Another trace element that has shown to be critical for photosynthesis is Manganese. Like the other trace elements involved in photosynthesis this is not critical for most us for growing marine algae as much as it is for keeping zooanxthellae healthy and thriving.
The last two trace elements that appear in most supplements but for which there seems to be little information in regards to their function are Selenium and Cobalt. Selenium seems to have a role in protecting corals from oxygen damage, while Cobalt is present in some critical vitamins and may be an important cofactor for stimulating their production.
Do Trace Elements Work
While I am a big advocate for having my tank’s water be as close to natural seawater as possible, I am not convinced that adding trace elements via the commercial mixes I tried had a significant impact on the growth or coloration of my corals. In my own 9 month somewhat unscientific study, regularly adding them or not adding them did not seem to have a significant impact either way in my opinion. However, I should note that this may have had more to do with the husbandry of my tank and its age more than it did the trace elements supplemented.

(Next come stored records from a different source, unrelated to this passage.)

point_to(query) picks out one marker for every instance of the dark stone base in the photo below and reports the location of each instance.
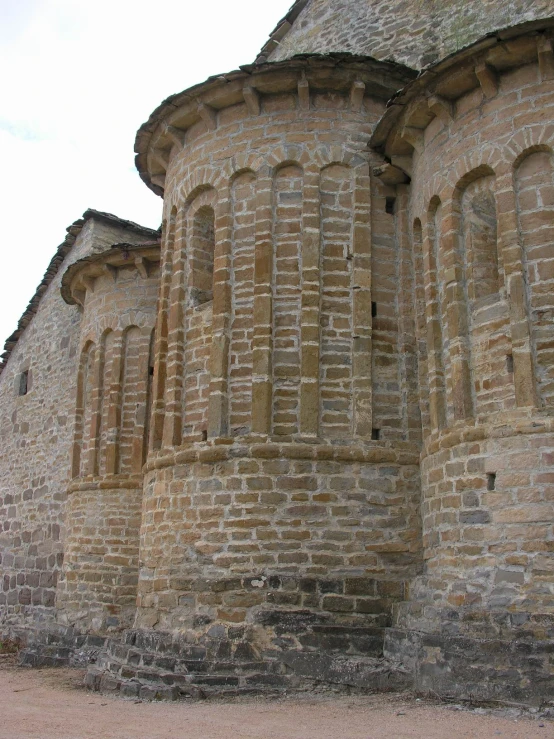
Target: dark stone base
(296, 651)
(520, 669)
(229, 661)
(59, 646)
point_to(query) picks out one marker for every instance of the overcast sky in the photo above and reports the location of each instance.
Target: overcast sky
(78, 79)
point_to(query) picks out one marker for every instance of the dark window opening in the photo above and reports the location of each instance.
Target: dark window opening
(202, 256)
(24, 383)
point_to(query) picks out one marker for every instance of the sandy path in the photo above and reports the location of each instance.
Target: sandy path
(49, 704)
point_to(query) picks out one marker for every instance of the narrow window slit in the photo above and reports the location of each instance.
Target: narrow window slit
(24, 383)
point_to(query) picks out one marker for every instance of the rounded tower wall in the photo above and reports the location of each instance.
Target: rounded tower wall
(481, 217)
(282, 477)
(117, 291)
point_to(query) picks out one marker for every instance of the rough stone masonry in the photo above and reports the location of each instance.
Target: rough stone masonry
(305, 433)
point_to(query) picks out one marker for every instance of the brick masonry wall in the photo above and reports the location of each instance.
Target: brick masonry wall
(97, 585)
(222, 524)
(416, 33)
(308, 466)
(36, 433)
(482, 190)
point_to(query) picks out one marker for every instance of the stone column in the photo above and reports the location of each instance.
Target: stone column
(113, 399)
(456, 315)
(93, 448)
(361, 311)
(138, 441)
(411, 417)
(310, 311)
(172, 421)
(437, 406)
(262, 383)
(511, 253)
(218, 406)
(161, 337)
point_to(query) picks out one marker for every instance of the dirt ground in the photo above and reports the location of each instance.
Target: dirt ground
(52, 704)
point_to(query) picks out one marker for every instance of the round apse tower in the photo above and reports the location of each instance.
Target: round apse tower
(476, 135)
(281, 488)
(117, 291)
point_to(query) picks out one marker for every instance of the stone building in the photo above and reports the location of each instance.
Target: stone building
(306, 432)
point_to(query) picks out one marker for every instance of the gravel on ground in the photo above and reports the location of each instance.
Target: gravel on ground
(52, 704)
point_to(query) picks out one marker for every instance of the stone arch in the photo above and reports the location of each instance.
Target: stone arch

Since my tank has regular weekly 8% water changes, this alone may have supplied all the trace elements necessary for the corals. As could the fact that the tank is over 5 years old, so enough of these elements could have accumulated in the rocks and mulm so that if a shortage occurs they may leach from there.
Conversely, the strong protein skimming employed on the tank could be removing enough of these that adding more had little effect. As a result, I am no longer adding any of these to my tanks on a regular basis. However if I see a tank utilizing them that shows a marked difference when they are not used I would reconsider. If I did so I would start at a lower dosage recommended by most manufacturers and work up from there.
I will keep dosing iron and iodine however if for no other reason than I have done so for so long with no apparent negative consequences. I will also reconsider if my Triton tests show a diminution over time of these. However, to date this has not been the case.
For some, the addition of trace elements may be the critical last factor that makes their corals thrive, but for me I would like to see more work done on exactly what they do in our captive systems and what is the optimal concentrations in these systems before I will be fully convinced of their need.